The EU sent a message on Monday to ask the WHO for an “impartial, independent and comprehensive evaluation” of what has happened in recent months with the spread of the coronavirus around the world.

In a joint press conference after a videoconference on Monday, Emmanuel Macron and Angela Merkel made common proposals for the European health sector: they proposed the establishment of a European “strategic sovereignty in the health sector” and the creation of a Health Task Force (a domain that until now has been the responsibility of the individual states, not the EU).

“We strive for a strategically positioned European healthcare industry which will, in full respect of the Member States’ responsibility for their social security and healthcare systems, upgrade the European dimension of healthcare and reduce EU dependency,” says the text of the proposal, meant to address the unpleasant surprises that all European countries have experienced, lacking the necessary protective material and active ingredients for testing due to a dependence on outside producers, especially in China, which also sparked an internal bidding war between member countries to secure their supply.

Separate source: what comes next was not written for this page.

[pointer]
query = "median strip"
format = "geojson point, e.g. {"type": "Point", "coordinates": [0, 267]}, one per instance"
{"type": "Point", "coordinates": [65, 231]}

Macron and Merkel are proposing to “increase European capacities on research and development for vaccines and treatments,” which should make it possible to manufacture a vaccine in the EU, while “ensuring its global access.” France and Germany also stressed the need for the EU to have “common strategic stocks of medicines and medical products (protection equipment, testing kits, etc.)” and to ”encourage production capacities of these products in the European Union.”

The proposal also includes the coordination of European procurement policies for ensuring coordinate orders—also in order to “speak with one voice” in negotiations with the world’s major pharmaceutical companies.

The Franco-German statement comes a few days after the controversy that arose following the statements by the CEO of Sanofi, Paul Hudson, who said that if a vaccine is found, “the U.S. government has the right to the largest pre-order, because it has invested in taking the risk” by financing the multinational pharmaceutical company. On Tuesday, Macron received Paul Hudson and Serge Weinberg, chairman of the board of directors of Sanofi, at the Elysée and gave them a reminder that the vaccine must be “a global public good, which is not submitted to market forces.” Hudson has apologized in a letter to employees, speaking of a “misunderstanding,” although he had explicitly insisted that the EU must become just as “effective” as the US in funding research.

In France, the Socialist Party and the Communists have asked for the “nationalization” of Sanofi, a multinational that is a distant heir to the French company Rhône-Poulenc. But nowadays, even though it retains its headquarters in France, Sanofi’s capital is 60% non-French (while it enjoys a French tax credit for research in the amount of 130 million euros per year).